What is a public interest disclosure (PID)?
Public interest disclosures must be an appropriate disclosure of information made to a proper authority in accordance with the PID Act.
Any person (including members of the public) can disclose information about:
- substantial and specific danger to the health or safety of a person with a disability
- substantial and specific danger to the environment (as set out in the PID Act)
- reprisal action following a public interest disclosure.
Public sector employees can also make disclosures about:
- corrupt conduct as defined in the Crime and Corruption Act 2001
- maladministration that adversely affects a person's interests in a substantial and specific way
- a substantial misuse of public resources
- a substantial and specific danger to public health or safety
- a substantial and specific danger to the environment.

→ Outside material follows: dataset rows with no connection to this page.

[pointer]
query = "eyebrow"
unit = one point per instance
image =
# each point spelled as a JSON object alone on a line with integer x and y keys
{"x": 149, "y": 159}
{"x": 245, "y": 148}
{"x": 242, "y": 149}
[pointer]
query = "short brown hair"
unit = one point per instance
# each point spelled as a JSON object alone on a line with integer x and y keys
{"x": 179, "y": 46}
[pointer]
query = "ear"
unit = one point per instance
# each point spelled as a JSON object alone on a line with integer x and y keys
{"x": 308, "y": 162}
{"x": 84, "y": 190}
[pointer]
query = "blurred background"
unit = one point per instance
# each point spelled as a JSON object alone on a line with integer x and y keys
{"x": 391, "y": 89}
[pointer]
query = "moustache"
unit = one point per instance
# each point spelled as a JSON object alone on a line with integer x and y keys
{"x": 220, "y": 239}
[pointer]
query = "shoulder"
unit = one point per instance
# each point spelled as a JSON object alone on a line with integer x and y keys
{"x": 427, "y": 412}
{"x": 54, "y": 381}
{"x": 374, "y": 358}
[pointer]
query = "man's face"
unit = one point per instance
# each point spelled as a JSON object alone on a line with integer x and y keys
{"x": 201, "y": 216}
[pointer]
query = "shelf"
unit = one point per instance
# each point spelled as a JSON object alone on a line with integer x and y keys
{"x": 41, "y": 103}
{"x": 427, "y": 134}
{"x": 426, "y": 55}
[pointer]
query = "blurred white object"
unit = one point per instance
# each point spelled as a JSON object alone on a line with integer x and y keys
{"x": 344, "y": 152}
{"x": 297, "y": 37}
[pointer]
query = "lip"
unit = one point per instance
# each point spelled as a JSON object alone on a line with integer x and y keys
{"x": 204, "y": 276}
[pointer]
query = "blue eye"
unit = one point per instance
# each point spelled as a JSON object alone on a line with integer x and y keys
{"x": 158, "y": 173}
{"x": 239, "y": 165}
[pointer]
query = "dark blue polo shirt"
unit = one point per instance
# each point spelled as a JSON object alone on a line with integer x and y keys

Additional information on disclosures covered by the PID Act is also available from the Queensland Ombudsman.
How to make a disclosure
You can make a disclosure to:
- our PID Coordinator (Executive Director, Human Resources) by
- emailing email@example.com
- writing to: PID Coordinator, Executive Director, Human Resources, PO Box 15216, CITY EAST QLD 4002
- phoning 0477 344 750
- in person at 1 William Street, Brisbane - please phone 0477 344 750 for an appointment
- our Director-General, the Minister, the Manager Workplace Relations or to any employee of the department who has the function of receiving this type of information
- your manager or supervisor (if you are an employee of the department).
Our PID protocol (PDF) outlines how to make a disclosure to the department.
Disclosures can also be made externally to:
- Crime and Corruption Commission Queensland if the disclosure concerns corrupt conduct
- Queensland Ombudsman if it concerns maladministration in public sector entities
- a member of the Legislative Assembly (MP)
- a Chief Judicial Officer of the relevant court or tribunal (if the disclosure relates to a judicial officer).
What to include in your disclosure
Public interest disclosures can be made anonymously. It is also helpful if you can provide information on:
- the name and job title of the person who is the subject of the disclosure, if applicable
- relevant events, dates and places
- the names of people who may be able to provide additional information
- your contact details or, if you want to remain anonymous, an alias and contact point if possible (for communication about the disclosure assessment and outcome)
- whether you are concerned about possible reprisal as a result of you making a disclosure.
What happens after you make a disclosure
We will assess your complaint to see whether it meets the requirements for a public interest disclosure and if it also needs to be referred to other proper authorities (i.e. the Crime and Corruption Commission). We will also carry out a risk assessment of reprisal action as a matter of priority. If you have provided contact details, an appropriate departmental officer will contact you to discuss all of this, and the proposed steps to be taken. We will keep you updated throughout the process and notify you of the outcome of any investigation as soon as practicable.
You can ask for an internal review of our decision if we decided not to investigate or deal with your complaint or you aren’t satisfied with how we handled your complaint.
To request a review, write to the Executive Director, Human Resources, PO Box 15216, CITY EAST QLD 4002.
If you are still not satisfied after this internal review, you can contact the Queensland Ombudsman to request an external review.